Maintainability measures how easily engineers can modify, extend, and debug a system over its lifetime — Lehman's Laws predict that software complexity grows without deliberate investment in maintainability. The four sub-attributes are modularity (independent change units), testability (measurable coverage and fast feedback loops), readability/documentation, and deployability (how easily changes reach production). High maintainability is measured by change lead time (days, not weeks), defect escape rate, and the ratio of time spent on new features vs. firefighting.

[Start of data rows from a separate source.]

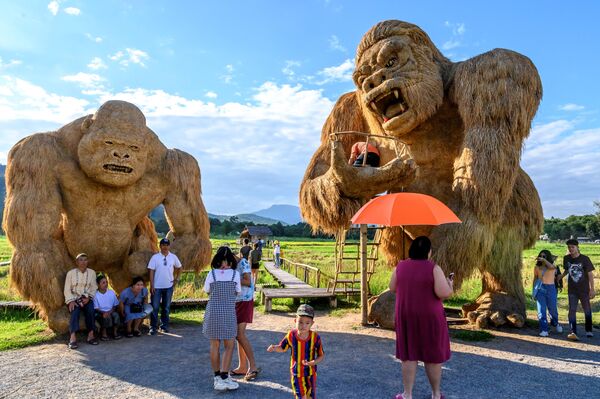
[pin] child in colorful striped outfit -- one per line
(307, 352)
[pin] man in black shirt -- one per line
(581, 287)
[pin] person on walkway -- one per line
(244, 312)
(544, 292)
(254, 258)
(164, 268)
(80, 288)
(245, 249)
(277, 253)
(357, 154)
(220, 323)
(133, 306)
(421, 327)
(306, 352)
(106, 306)
(580, 287)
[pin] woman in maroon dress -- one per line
(421, 327)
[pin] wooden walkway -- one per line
(293, 287)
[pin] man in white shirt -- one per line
(164, 269)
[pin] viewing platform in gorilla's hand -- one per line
(293, 287)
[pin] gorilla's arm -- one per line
(332, 191)
(185, 210)
(497, 94)
(32, 218)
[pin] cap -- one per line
(305, 310)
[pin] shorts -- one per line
(304, 386)
(244, 311)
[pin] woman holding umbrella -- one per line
(421, 327)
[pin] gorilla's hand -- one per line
(365, 182)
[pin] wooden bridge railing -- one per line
(306, 272)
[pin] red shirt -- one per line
(359, 148)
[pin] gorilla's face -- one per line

Teams with strong maintainability practices deploy significantly more frequently with lower change failure rates (per DORA metrics).

Key Points

  • Cyclomatic complexity > 10 per function is a maintainability red flag — beyond that, cognitive load exceeds human working memory capacity.
  • Test pyramid: 70% unit (fast, isolated), 20% integration (service boundaries), 10% E2E (user journeys); inverting the pyramid creates slow, brittle CI.
  • Code coverage is a floor, not a ceiling — 80% coverage with meaningful assertions is more valuable than 100% coverage with trivial tests.
  • Dependency inversion: depend on abstractions, not concretions — this makes modules independently testable and swappable (enables strangler fig migrations).
  • Documentation as code: OpenAPI/Swagger for APIs, ADRs for decisions, CHANGELOG for history — all version-controlled alongside the code they describe.
  • Technical debt has a compound interest analogy — small shortcuts taken under time pressure accumulate into architectural constraints that slow all future work.
  • DORA elite performers have change lead times < 1 day, deployment frequency multiple times per day, and change failure rates < 5%.
  • Monorepo vs. polyrepo affects maintainability: monorepos simplify cross-cutting changes and dependency management but require sophisticated tooling (Nx, Bazel, Turborepo).

Real-World Example

Google's internal study (published in "Software Engineering at Google") found that code with high test coverage had 50% fewer production bugs and 40% lower code review revision counts — maintainability investments compound in reduced incident costs over multi-year time horizons.